Reformulation du sujet

Les échanges, quelle que soit leur nature, sont-ils fondés sur une exigence de réciprocité mécaniste, de l’ordre du « donnant - donnant » ? Cette exigence relève-t-elle d’une simple règle du jeu, ou peut-elle être posée comme un principe moral ? D’autres valeurs, comme celle du don gratuit, ne peuvent-elles pas inspirer moralement les échanges ?

 

Plan

            1 – Comment se réalisent de manière générale les échanges, tant dans la nature que dans la société ? Supposent-ils la réciprocité ?

1.1   – Dans la nature, les échanges sont toujours réciproques : qu’il s’agisse de lois comme l’attraction universelle, ou d’échanges au seins d’un biotope donné, ou enfin d’interactions moléculaires dans un organisme vivant, partout l’échange semble reposer sur une réciprocité. (Jacob, Canguilhem)

1.2   – Dans la société, les échanges ne sont possibles que sur la base d’une semblable réciprocité :

1.2.1       exemple 1 : La monnaie, nécessité de trouver une mesure commune (Aristote)

1.2.2       exemple 2 : Les échanges économiques : construits sur le modèle mécanique des échanges naturels : les « vases communicants ».

1.2.3       exemple 3 : Le langage : conventions communes à ceux qui échangent (Saussure) ; l’intersubjectivité : réciprocité du dialogue (Merleau-Ponty).

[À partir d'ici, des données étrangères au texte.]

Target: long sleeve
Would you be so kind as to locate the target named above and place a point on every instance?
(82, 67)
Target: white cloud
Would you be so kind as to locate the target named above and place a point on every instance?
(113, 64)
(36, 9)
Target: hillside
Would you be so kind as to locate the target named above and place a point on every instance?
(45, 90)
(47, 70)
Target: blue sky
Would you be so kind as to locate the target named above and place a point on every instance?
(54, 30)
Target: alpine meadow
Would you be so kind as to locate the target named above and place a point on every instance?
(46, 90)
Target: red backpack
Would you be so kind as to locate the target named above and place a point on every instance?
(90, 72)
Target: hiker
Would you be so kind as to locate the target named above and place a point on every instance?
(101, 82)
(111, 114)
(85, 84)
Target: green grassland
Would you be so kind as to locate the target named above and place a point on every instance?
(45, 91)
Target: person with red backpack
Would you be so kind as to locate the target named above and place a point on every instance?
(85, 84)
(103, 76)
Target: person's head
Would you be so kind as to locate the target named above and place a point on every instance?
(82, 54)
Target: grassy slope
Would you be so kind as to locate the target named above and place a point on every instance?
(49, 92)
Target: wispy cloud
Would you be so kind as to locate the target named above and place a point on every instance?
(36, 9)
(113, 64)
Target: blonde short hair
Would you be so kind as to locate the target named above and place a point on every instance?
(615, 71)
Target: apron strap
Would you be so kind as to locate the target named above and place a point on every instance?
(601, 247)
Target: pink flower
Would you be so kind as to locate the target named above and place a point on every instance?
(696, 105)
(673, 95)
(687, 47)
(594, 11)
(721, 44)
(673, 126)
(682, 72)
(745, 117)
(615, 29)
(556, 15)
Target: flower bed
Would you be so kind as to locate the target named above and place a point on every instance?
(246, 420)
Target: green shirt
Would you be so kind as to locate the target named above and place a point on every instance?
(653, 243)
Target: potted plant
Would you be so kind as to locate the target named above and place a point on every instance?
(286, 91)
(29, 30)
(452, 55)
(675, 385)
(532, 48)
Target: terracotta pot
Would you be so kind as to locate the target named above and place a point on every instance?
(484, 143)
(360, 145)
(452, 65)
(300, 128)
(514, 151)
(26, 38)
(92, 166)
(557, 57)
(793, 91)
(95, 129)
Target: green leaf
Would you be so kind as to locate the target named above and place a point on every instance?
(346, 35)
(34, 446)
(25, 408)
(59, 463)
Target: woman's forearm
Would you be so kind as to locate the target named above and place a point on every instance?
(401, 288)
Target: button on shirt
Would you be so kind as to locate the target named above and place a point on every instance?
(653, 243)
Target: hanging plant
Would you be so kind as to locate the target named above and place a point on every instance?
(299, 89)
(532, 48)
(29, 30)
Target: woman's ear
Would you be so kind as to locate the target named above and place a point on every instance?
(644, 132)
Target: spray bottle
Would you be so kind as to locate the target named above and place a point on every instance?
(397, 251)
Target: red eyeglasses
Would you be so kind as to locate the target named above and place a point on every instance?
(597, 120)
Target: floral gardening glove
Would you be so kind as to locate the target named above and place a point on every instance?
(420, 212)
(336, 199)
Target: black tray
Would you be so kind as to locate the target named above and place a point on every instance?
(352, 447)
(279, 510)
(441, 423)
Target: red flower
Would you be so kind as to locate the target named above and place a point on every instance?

1.3   – Mais peut-on parler de « principe moral », à propos de cette pratique de la réciprocité ? N’est-ce pas une simple nécessité de la nature, ou, au mieux, une règle pratique, une réglementation ?

Conclusion partielle 1 : La réciprocité règle bien les échanges dans la nature, et d’un point de vue pratique dans la société. Cependant elle n’en constitue pas pour autant un « principe » : elle est, au mieux, une nécessité pratique.

            2 – Attendre une réciprocité du don, n’est-ce pas ruiner par avance le projet de moraliser les échanges ?

2.1 - Certes, la réciprocité semble au fondement de toute action morale, car elle réalise l’exigence d’universalité du premier impératif catégorique de Kant.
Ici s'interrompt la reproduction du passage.